Partnering is being bandied around as the way to grow your Microsoft business… wonderful! Sounds logical? Well, yes that is all very well, but it is nothing new and it is certainly not limited to the Microsoft world. We have been partnering for years with the large, the small, the good, the bad and you may be surprised at who partners who, and to what extent.
Here are a few tips to understand about partnering and how to get the most of your partnerships.
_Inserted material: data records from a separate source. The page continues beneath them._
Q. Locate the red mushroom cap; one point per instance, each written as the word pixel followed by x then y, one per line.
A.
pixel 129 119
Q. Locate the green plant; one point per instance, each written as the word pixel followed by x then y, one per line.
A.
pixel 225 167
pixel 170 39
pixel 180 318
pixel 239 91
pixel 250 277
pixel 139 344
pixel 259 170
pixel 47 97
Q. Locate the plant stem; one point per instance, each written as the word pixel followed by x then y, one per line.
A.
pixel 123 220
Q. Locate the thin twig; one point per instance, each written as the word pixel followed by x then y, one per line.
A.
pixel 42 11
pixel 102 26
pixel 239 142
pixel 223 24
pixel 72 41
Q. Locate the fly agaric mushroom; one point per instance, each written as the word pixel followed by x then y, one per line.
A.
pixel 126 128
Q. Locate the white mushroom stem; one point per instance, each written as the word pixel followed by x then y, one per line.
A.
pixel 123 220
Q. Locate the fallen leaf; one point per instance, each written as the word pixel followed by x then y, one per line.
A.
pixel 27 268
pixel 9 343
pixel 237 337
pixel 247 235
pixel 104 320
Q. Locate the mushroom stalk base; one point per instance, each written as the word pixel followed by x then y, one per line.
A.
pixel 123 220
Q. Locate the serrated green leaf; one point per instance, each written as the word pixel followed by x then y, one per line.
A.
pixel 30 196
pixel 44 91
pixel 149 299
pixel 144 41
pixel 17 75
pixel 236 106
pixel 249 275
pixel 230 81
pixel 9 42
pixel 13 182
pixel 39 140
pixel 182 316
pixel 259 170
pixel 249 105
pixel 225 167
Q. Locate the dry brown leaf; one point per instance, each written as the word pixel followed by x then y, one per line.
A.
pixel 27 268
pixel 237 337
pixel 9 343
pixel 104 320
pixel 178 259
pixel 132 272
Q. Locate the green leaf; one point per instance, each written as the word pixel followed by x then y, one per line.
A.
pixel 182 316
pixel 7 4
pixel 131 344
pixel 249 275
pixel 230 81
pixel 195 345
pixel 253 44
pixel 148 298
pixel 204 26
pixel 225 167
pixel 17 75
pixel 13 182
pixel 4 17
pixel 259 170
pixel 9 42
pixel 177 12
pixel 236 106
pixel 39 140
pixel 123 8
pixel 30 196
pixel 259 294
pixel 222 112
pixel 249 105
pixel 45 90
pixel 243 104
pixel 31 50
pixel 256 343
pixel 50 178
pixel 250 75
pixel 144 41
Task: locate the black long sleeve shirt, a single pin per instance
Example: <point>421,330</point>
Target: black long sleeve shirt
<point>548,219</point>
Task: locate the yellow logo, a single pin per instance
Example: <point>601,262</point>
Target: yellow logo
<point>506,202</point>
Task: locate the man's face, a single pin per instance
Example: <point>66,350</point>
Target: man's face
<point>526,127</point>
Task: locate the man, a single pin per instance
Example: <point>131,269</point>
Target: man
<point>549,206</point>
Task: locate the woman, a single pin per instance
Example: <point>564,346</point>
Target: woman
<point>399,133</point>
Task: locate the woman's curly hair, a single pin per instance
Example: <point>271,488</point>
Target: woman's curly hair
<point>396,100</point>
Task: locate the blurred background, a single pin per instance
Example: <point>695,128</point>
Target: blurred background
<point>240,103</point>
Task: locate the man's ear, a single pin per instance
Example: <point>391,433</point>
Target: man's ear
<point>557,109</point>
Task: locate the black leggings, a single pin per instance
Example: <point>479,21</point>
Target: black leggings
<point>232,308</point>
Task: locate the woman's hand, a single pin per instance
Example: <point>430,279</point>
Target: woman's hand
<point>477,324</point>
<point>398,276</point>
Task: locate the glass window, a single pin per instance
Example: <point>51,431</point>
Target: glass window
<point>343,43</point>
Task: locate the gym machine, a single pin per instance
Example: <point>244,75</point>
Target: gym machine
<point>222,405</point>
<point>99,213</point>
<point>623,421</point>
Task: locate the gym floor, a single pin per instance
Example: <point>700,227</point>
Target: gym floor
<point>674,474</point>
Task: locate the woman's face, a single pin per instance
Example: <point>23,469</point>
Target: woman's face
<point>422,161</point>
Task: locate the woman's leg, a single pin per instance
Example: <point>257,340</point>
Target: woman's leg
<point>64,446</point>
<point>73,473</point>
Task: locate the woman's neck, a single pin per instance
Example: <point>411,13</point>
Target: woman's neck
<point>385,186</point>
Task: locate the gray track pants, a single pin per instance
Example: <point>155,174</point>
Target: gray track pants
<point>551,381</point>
Not everyone understands what a partnership actually is about
What does a partnership mean to you? Well in some cases it may be that you just need a little assistance in delivering a solution, in other cases it may well be that you are after a more strategic relationship based around complete offerings. Whatever you are after make sure that you are clear about what you are prepared to put in and what you want in return. Partnerships are about give and take and, if you aren’t clear about those boundaries, someone is not going to gain satisfaction from the relationship.
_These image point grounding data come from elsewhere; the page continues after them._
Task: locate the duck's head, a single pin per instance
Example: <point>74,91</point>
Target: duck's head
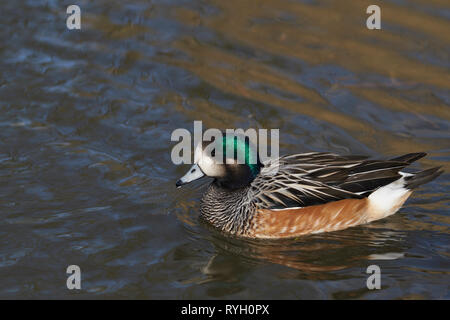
<point>233,161</point>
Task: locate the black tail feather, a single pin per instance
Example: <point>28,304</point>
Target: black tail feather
<point>422,177</point>
<point>410,157</point>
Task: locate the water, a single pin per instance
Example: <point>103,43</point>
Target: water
<point>86,118</point>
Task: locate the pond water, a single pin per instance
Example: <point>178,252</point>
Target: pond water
<point>86,117</point>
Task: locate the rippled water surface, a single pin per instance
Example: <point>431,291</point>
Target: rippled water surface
<point>86,117</point>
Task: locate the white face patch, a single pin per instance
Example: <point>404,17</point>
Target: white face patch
<point>207,163</point>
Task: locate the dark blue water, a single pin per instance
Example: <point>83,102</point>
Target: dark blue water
<point>86,117</point>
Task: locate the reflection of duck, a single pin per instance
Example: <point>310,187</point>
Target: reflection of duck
<point>315,257</point>
<point>302,193</point>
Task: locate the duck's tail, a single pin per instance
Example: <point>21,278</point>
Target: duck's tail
<point>416,179</point>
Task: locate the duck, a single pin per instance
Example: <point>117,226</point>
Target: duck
<point>299,194</point>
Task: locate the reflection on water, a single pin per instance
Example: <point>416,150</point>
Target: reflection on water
<point>86,118</point>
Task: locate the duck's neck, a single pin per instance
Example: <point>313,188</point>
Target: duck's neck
<point>229,210</point>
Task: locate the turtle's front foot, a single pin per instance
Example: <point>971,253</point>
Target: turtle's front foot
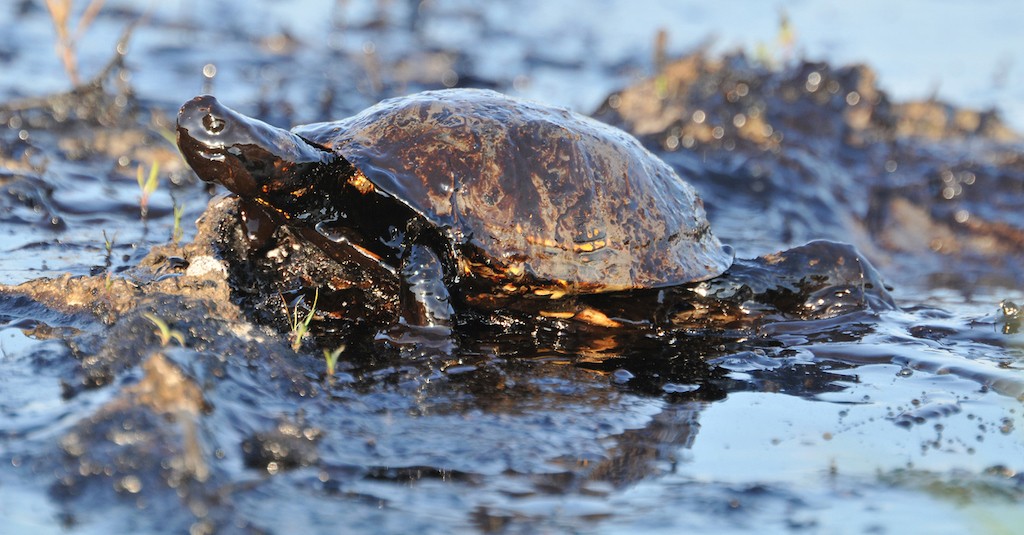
<point>425,299</point>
Take time to learn about your new partner
Sound simple? Yes, it is but it is so often overlooked. You are engaging in business with a relatively unknown entity. You may know the company that you are partnering with, you may know the MD or CEO, but that does not mean you know how the ground staff operate. How do they engage? Who does what? What do they want from your company in the way of administration or output? Go and find out about it. Your partner should be asking the same of you, if they aren’t then tell them what you want, need or how you operate. Set up formal escalation paths to prevent cat fights breaking out. All this effort up front will help stop bickering down the line.
For better, for worse
Partnerships rarely run completely smoothly, especially in the early days, so what do you do? Argue? Fight with arms flailing around like windmills? Scream at each other? No, you talk it through. Take a step back from the situation and look at why the partner is unhappy. Is their complaint justified or is it just noise? Has your company done something wrong? If you are on the receiving end of a mistake that has caused you pain then make sure you are clear about why it has caused you pain. Give the partner a chance to establish the facts and explain, then look for a sensible resolution. There is always an answer. Stand your ground but don’t get belligerent. Once you have worked through a problem, learn from it and the relationship will be stronger for it.
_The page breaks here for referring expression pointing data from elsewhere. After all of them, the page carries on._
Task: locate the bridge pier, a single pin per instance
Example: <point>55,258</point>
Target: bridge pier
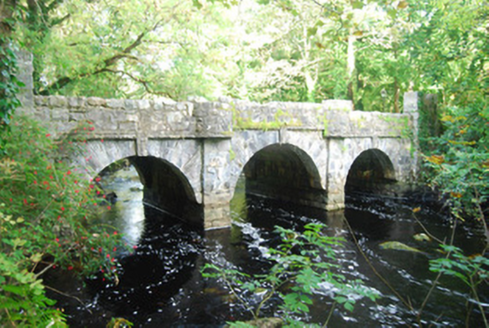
<point>197,150</point>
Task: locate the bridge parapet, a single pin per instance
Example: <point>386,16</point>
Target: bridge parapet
<point>129,119</point>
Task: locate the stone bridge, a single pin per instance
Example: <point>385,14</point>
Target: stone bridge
<point>190,155</point>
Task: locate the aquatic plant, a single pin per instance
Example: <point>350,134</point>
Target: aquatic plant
<point>303,265</point>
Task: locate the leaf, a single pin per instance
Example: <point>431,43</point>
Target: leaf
<point>402,5</point>
<point>395,245</point>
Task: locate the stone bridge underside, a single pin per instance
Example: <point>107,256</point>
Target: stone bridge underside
<point>189,155</point>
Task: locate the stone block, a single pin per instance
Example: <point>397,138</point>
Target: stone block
<point>60,115</point>
<point>130,104</point>
<point>143,104</point>
<point>115,103</point>
<point>57,101</point>
<point>78,117</point>
<point>127,126</point>
<point>96,102</point>
<point>77,103</point>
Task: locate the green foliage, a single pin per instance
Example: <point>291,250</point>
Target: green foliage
<point>119,323</point>
<point>471,270</point>
<point>302,265</point>
<point>45,206</point>
<point>459,164</point>
<point>9,85</point>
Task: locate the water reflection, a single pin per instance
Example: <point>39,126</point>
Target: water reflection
<point>163,260</point>
<point>127,212</point>
<point>160,283</point>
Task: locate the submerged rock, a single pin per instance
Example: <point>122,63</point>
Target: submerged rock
<point>399,246</point>
<point>264,323</point>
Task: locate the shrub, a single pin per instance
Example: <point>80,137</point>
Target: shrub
<point>45,210</point>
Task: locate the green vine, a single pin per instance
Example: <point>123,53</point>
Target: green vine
<point>9,85</point>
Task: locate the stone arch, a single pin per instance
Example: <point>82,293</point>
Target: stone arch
<point>168,189</point>
<point>370,169</point>
<point>166,186</point>
<point>284,172</point>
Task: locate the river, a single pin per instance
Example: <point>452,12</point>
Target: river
<point>160,284</point>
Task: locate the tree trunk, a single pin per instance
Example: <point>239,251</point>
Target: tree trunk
<point>7,8</point>
<point>350,64</point>
<point>396,96</point>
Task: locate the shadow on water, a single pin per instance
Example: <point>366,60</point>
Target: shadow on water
<point>160,284</point>
<point>163,261</point>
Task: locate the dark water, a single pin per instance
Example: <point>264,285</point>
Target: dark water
<point>160,284</point>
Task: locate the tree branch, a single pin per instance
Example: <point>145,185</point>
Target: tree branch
<point>106,64</point>
<point>145,83</point>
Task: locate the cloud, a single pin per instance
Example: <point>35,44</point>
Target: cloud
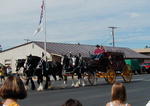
<point>74,20</point>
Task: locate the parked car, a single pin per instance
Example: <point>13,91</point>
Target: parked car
<point>145,67</point>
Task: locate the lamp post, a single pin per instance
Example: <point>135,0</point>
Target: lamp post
<point>113,34</point>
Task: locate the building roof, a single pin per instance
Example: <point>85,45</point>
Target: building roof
<point>75,49</point>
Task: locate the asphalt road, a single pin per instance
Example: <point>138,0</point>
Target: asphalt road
<point>138,93</point>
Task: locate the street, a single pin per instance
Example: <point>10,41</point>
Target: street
<point>98,95</point>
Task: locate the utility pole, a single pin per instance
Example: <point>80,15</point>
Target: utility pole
<point>113,34</point>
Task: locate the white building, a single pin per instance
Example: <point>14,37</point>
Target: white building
<point>56,50</point>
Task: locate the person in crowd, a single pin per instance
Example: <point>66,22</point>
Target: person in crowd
<point>12,90</point>
<point>9,70</point>
<point>98,52</point>
<point>148,104</point>
<point>72,102</point>
<point>2,74</point>
<point>118,95</point>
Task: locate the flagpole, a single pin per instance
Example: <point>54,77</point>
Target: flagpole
<point>45,30</point>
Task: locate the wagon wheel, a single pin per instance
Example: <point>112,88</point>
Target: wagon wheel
<point>91,78</point>
<point>127,73</point>
<point>110,76</point>
<point>23,76</point>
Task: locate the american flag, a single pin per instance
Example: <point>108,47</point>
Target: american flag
<point>41,17</point>
<point>42,9</point>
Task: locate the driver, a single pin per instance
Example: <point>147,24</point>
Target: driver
<point>98,52</point>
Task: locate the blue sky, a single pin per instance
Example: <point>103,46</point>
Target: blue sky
<point>77,21</point>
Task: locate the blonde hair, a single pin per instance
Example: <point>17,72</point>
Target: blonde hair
<point>13,88</point>
<point>118,92</point>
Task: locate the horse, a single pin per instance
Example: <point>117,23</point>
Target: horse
<point>73,66</point>
<point>37,66</point>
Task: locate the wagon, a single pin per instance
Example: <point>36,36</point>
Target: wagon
<point>115,67</point>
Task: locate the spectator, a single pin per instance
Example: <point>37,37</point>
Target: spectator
<point>12,90</point>
<point>118,95</point>
<point>9,70</point>
<point>72,102</point>
<point>98,52</point>
<point>2,74</point>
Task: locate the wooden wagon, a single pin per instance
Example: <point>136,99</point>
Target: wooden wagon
<point>116,67</point>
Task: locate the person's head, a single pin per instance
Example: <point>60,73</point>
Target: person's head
<point>13,88</point>
<point>97,46</point>
<point>118,92</point>
<point>72,102</point>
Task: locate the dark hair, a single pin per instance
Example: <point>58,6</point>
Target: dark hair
<point>13,88</point>
<point>72,102</point>
<point>97,46</point>
<point>118,92</point>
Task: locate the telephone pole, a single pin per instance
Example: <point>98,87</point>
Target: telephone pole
<point>27,40</point>
<point>113,34</point>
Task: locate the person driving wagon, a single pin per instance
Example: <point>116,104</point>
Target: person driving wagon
<point>98,52</point>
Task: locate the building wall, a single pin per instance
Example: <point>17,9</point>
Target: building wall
<point>9,57</point>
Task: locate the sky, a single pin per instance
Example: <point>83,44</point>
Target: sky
<point>76,21</point>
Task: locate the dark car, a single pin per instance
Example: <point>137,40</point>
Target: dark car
<point>145,67</point>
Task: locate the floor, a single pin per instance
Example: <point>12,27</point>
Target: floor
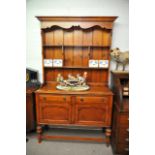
<point>67,147</point>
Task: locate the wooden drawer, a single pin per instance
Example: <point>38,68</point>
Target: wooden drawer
<point>93,111</point>
<point>54,99</point>
<point>92,100</point>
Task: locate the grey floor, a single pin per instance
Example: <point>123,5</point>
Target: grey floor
<point>67,147</point>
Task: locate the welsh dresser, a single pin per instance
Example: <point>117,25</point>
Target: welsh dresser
<point>75,40</point>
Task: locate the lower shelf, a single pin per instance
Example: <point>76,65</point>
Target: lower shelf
<point>71,134</point>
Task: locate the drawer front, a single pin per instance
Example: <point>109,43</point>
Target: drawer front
<point>54,99</point>
<point>93,111</point>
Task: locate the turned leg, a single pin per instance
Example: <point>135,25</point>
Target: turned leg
<point>108,134</point>
<point>39,131</point>
<point>123,67</point>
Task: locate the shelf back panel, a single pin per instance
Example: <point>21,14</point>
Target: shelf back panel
<point>76,40</point>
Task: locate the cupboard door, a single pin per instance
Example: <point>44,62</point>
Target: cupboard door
<point>54,109</point>
<point>93,111</point>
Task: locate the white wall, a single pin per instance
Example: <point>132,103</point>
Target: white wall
<point>73,8</point>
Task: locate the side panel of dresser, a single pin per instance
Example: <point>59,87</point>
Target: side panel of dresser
<point>120,132</point>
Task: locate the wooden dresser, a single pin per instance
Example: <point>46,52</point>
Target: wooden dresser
<point>120,124</point>
<point>75,40</point>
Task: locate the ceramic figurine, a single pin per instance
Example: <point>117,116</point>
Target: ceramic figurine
<point>120,57</point>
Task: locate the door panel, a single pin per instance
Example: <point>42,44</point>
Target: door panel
<point>55,109</point>
<point>93,111</point>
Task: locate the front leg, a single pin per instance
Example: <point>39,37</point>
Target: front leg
<point>117,65</point>
<point>39,131</point>
<point>108,134</point>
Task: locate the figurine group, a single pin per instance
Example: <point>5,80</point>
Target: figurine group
<point>120,57</point>
<point>72,81</point>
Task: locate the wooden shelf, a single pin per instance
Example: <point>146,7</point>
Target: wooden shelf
<point>75,67</point>
<point>79,46</point>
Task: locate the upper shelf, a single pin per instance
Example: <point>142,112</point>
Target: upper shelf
<point>49,22</point>
<point>87,46</point>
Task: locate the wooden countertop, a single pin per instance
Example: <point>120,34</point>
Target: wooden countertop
<point>94,90</point>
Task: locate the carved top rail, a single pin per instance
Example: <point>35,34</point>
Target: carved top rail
<point>52,22</point>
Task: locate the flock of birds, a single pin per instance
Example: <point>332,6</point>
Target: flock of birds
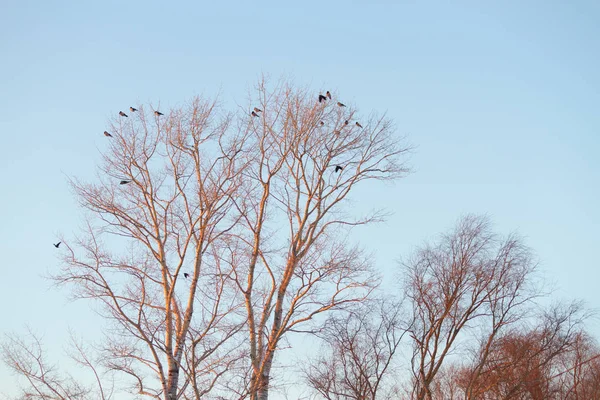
<point>254,113</point>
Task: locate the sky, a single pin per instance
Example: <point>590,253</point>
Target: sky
<point>500,99</point>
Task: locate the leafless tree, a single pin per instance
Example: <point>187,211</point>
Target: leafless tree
<point>289,257</point>
<point>203,225</point>
<point>471,277</point>
<point>26,357</point>
<point>579,377</point>
<point>525,363</point>
<point>358,353</point>
<point>160,209</point>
Too many companies new to partnering will start pointing fingers at one another as soon as something goes awry. Resist the temptation to get drawn in to that particular mine field. A new partnering relationship takes time to form fully. Don’t expect it to be roses and dinner all the time. If the relationship is worth pursuing, then both parties need to work at it.
Watch out for white labeling
One thing we experience regularly is partners wanting to white label services. Well, it is time to wake up! White label at your peril! With LinkedIn and Facebook being so prevalent these days, it takes only a few minutes to find out that you are partnering. There is no shame in partnering, but there is shame in being caught lying to your client. Nobody can expect a complete one stop shop with the vast array of technologies around these days, just be grown up about it. Use partnering in the right way to support your business and not many clients will care. It is you who owns the relationship.
Don’t be afraid to walk away
Lastly, sometimes it doesn’t go right and it reaches a point where the relationship is damaged. It is OK to walk away. As long as you know that when you walk away, you have acted in a mature and professional manner and have applied the appropriate level of effort in to making it work, then you can have nothing to dwell on.
Partnering is worth investing time in and can reap huge rewards but don’t expect things to just work with no effort. That will get you nowhere. Invest in the relationship and it will most likely work for you.